Ibnu Abbas lahir tiga
tahun sebelum hijrah. Ketika Rasulullah saw. wafat, dia baru berumur tiga belas
tahun. Dalam usia sebaya itu, dia telah menghafal seribu enam ratus enam puluh
hadis untuk kaum muslimin yang diterimanya langsung dari Rasulullah dan dicatat
oleh Bukhari dan Muslim dalam kitab sahih mereka.
Setelah Ibnu Abbas lahir
ke dunia, bayi yang masih merah itu segera dibawa ibunya kepada Rasulullah saw.

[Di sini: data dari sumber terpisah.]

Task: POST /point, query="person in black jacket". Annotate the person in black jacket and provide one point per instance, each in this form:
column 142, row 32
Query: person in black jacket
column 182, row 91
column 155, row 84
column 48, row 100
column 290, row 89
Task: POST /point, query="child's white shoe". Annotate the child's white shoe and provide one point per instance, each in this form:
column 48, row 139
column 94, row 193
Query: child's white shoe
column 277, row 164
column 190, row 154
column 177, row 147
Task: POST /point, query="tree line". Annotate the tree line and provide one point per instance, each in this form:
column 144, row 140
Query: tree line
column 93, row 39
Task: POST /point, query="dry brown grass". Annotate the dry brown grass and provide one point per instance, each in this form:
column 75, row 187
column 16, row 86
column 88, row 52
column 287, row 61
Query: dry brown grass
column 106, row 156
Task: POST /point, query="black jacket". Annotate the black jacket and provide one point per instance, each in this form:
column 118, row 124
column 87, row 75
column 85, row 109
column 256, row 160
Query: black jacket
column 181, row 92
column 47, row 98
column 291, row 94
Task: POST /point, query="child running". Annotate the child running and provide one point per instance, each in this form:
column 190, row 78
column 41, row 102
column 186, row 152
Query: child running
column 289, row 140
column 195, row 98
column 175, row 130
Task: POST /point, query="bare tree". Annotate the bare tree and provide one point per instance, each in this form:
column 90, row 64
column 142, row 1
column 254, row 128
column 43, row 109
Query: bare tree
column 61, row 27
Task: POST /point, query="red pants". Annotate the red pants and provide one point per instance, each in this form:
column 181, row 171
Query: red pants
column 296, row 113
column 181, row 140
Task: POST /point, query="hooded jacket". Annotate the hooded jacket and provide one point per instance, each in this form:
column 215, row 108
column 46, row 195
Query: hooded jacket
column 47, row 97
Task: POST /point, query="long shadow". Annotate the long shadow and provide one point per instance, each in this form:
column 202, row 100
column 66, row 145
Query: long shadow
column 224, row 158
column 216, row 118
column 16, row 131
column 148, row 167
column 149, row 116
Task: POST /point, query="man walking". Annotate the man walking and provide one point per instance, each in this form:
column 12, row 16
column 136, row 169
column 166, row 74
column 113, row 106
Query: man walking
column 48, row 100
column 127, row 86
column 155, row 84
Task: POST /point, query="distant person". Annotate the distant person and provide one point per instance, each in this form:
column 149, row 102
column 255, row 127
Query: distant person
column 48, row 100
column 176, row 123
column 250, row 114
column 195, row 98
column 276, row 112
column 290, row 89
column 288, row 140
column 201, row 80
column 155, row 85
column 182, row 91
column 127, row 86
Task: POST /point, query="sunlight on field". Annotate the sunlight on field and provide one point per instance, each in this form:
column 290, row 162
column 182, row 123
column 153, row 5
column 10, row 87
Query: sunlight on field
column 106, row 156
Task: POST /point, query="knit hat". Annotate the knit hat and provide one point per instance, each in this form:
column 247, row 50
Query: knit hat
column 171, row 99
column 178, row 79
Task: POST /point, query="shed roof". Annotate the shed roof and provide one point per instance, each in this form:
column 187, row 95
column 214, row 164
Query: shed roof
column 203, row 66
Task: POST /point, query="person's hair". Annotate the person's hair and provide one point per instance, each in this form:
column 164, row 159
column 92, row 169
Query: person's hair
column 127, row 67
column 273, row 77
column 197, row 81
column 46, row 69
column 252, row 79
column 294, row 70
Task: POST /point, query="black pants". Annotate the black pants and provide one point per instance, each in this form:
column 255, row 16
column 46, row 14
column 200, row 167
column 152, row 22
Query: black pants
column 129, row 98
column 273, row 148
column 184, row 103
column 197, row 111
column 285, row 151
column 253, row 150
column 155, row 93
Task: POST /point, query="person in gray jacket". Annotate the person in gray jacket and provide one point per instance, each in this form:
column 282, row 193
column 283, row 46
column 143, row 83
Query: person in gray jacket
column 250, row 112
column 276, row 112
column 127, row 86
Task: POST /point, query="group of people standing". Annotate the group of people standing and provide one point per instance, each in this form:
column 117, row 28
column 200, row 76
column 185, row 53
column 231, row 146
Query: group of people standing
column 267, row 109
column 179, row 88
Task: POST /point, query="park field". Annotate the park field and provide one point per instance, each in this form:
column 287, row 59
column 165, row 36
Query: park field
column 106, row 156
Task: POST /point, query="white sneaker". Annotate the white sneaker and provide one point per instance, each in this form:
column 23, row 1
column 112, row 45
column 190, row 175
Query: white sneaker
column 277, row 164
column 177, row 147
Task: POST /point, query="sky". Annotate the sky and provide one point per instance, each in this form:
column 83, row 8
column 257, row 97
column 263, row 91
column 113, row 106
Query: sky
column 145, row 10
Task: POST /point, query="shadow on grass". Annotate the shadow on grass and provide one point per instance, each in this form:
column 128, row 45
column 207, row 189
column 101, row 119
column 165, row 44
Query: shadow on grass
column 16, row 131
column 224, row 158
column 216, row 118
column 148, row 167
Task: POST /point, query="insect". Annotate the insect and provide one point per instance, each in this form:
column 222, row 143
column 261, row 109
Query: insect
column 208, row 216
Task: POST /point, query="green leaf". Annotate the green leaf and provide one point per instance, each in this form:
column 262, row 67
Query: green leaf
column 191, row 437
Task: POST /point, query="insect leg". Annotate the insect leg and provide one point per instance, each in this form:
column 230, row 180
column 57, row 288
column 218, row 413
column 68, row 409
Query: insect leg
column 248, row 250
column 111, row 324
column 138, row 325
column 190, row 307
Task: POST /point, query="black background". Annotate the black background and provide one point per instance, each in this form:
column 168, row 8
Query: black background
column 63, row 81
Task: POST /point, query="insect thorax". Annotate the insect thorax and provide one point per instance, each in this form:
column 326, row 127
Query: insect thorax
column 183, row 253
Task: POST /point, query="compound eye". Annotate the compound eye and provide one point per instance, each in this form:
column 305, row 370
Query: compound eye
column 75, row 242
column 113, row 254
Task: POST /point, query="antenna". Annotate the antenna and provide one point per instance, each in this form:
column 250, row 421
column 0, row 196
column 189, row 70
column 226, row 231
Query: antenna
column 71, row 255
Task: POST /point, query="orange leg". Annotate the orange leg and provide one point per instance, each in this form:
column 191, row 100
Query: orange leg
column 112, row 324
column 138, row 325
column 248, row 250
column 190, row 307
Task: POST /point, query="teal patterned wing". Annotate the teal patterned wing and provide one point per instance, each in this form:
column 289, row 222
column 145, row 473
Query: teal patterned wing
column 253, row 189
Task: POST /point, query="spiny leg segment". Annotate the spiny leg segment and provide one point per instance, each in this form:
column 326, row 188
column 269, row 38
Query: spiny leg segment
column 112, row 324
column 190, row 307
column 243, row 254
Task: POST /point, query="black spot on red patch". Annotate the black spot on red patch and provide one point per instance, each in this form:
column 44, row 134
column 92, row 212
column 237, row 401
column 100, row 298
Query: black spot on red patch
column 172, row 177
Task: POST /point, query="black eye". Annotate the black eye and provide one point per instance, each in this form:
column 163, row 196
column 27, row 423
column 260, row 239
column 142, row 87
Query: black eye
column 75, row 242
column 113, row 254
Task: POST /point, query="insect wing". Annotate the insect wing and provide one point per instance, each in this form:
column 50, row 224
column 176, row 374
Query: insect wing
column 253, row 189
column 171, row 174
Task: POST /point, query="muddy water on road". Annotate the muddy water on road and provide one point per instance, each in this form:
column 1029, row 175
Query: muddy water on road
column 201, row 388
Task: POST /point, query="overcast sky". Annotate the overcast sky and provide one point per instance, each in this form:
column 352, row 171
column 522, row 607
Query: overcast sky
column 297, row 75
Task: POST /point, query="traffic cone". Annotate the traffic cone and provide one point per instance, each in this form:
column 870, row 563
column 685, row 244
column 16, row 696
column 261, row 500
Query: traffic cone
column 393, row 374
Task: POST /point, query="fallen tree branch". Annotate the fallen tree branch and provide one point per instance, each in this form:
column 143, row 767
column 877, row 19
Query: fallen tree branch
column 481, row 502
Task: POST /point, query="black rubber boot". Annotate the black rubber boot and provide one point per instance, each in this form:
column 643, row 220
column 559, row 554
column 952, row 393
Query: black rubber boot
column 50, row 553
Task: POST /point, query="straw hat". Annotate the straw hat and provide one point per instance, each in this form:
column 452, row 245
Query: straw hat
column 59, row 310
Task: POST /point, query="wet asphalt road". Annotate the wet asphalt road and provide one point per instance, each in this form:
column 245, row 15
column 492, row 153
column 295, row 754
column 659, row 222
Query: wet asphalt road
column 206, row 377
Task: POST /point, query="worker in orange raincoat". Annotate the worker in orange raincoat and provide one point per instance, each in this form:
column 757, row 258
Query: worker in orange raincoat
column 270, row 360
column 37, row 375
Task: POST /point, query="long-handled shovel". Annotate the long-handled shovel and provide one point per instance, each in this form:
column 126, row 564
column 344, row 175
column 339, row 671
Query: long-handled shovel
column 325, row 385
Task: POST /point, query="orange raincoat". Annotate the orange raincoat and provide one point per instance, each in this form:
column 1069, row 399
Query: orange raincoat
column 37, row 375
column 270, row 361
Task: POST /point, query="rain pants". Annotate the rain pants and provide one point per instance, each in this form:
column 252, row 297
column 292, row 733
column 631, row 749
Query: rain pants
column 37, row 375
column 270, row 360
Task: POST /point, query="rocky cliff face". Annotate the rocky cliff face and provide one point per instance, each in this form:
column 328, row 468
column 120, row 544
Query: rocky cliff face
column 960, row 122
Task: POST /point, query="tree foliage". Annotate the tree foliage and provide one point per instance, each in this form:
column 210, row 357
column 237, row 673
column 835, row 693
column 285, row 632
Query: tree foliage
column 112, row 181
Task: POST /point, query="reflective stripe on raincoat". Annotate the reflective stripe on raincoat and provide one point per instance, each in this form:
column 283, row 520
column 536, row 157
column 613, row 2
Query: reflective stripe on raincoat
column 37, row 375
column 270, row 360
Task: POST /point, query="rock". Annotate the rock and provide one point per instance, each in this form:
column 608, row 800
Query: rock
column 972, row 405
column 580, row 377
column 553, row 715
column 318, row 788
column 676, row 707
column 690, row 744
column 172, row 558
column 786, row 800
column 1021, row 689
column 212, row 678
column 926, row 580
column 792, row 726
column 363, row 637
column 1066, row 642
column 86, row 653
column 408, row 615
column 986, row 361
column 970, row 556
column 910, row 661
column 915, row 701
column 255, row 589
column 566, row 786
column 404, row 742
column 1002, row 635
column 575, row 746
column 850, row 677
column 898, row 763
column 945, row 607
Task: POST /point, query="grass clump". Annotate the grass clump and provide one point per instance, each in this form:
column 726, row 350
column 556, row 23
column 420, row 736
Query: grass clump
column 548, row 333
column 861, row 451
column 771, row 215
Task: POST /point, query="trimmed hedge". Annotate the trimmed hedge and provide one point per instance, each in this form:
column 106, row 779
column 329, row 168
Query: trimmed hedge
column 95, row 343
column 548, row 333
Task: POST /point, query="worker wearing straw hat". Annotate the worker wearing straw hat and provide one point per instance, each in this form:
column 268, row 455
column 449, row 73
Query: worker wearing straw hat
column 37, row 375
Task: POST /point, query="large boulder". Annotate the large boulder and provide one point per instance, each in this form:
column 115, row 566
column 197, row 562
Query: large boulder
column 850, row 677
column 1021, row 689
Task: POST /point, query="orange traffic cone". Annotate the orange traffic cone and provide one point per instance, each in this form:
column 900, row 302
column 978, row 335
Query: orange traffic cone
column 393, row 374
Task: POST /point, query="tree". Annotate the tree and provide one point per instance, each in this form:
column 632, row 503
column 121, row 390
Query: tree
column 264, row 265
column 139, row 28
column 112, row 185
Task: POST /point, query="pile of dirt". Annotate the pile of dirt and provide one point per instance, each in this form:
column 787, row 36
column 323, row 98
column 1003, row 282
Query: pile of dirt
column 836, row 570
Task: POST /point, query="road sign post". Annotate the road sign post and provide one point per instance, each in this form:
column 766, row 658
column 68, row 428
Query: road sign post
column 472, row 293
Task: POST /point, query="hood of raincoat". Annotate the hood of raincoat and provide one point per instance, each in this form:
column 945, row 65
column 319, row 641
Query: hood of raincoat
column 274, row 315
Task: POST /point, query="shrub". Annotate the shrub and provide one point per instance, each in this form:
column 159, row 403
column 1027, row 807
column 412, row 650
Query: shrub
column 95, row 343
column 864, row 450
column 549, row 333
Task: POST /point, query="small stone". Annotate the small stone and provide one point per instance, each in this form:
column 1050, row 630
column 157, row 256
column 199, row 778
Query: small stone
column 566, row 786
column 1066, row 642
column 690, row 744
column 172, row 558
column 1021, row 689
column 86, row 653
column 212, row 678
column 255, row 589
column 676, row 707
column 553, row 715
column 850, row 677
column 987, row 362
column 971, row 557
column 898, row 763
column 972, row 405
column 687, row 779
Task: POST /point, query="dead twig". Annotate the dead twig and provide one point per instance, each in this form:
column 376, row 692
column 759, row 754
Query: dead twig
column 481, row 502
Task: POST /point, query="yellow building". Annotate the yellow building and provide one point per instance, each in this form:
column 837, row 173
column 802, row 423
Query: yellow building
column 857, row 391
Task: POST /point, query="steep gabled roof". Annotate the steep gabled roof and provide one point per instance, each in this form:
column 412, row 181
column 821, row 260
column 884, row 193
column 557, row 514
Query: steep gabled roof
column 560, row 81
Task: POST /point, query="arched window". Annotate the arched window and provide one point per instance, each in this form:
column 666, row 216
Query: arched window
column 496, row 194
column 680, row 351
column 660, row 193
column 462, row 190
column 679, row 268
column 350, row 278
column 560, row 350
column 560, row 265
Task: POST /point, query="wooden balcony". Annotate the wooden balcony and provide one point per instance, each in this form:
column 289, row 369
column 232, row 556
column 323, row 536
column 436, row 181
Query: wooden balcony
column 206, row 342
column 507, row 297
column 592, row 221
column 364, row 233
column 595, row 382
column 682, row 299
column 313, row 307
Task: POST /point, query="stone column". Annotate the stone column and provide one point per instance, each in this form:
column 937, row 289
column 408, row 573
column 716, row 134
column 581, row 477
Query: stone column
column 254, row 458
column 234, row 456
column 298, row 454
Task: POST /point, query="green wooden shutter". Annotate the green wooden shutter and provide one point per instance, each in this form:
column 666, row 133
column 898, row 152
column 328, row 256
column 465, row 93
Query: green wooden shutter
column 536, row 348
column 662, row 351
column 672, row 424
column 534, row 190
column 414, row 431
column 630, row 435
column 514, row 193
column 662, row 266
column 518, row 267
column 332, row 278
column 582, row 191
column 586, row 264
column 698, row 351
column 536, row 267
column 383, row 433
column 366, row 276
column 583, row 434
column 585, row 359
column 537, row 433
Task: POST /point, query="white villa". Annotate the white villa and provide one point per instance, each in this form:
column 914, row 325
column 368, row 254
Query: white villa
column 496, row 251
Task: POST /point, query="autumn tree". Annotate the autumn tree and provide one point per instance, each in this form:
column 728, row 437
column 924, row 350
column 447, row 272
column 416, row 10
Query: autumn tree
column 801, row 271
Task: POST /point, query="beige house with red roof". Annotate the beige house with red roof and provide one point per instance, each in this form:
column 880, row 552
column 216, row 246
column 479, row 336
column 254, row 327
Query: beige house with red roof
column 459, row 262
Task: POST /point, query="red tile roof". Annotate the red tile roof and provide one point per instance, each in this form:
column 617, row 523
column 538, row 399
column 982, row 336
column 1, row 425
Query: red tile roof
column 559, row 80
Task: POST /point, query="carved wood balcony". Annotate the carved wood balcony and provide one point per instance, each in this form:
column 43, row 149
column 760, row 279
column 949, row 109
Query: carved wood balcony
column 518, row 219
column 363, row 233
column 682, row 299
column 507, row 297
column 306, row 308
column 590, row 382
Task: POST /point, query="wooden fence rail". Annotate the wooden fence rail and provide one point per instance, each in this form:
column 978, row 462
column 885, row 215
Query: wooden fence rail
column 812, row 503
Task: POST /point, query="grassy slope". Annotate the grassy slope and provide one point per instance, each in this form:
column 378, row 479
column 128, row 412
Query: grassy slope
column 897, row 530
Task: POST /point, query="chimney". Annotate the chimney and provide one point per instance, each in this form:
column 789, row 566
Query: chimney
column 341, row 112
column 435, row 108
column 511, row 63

Beliau memasukkan air liurnya ke dalam kerongkongan bayi itu. Air liur Nabi
yang suci dan penuh berkat itulah yang pertama-tama masuk ke dalam rongga perut
anak tersebut, sebelum ia disusukan ibunya. Seiring dengan air liur Nabi, masuk
pulalah ke dalam pribadi bayi itu takwa dan hikmah. "Dan siapa saja yang
diberi hikmah, sungguh dia telah diberi kebajikan yang banyak." (
Al-Baqarah: 269).
Ketika anak itu
meninggalkan usia kanak-kanak dan mulai memasuki usia tamyiz (usia 6 atau 7
tahun), dia tinggal di rumah Rasulullah seperti adik terhadap kakak yang saling
mengasihi. Dia menyediakan air wudu beliau apabila hendak wudu. Bila Rasulullah
salat, anak itu ikut salat; bila beliau bepergian, dia membonceng di belakang.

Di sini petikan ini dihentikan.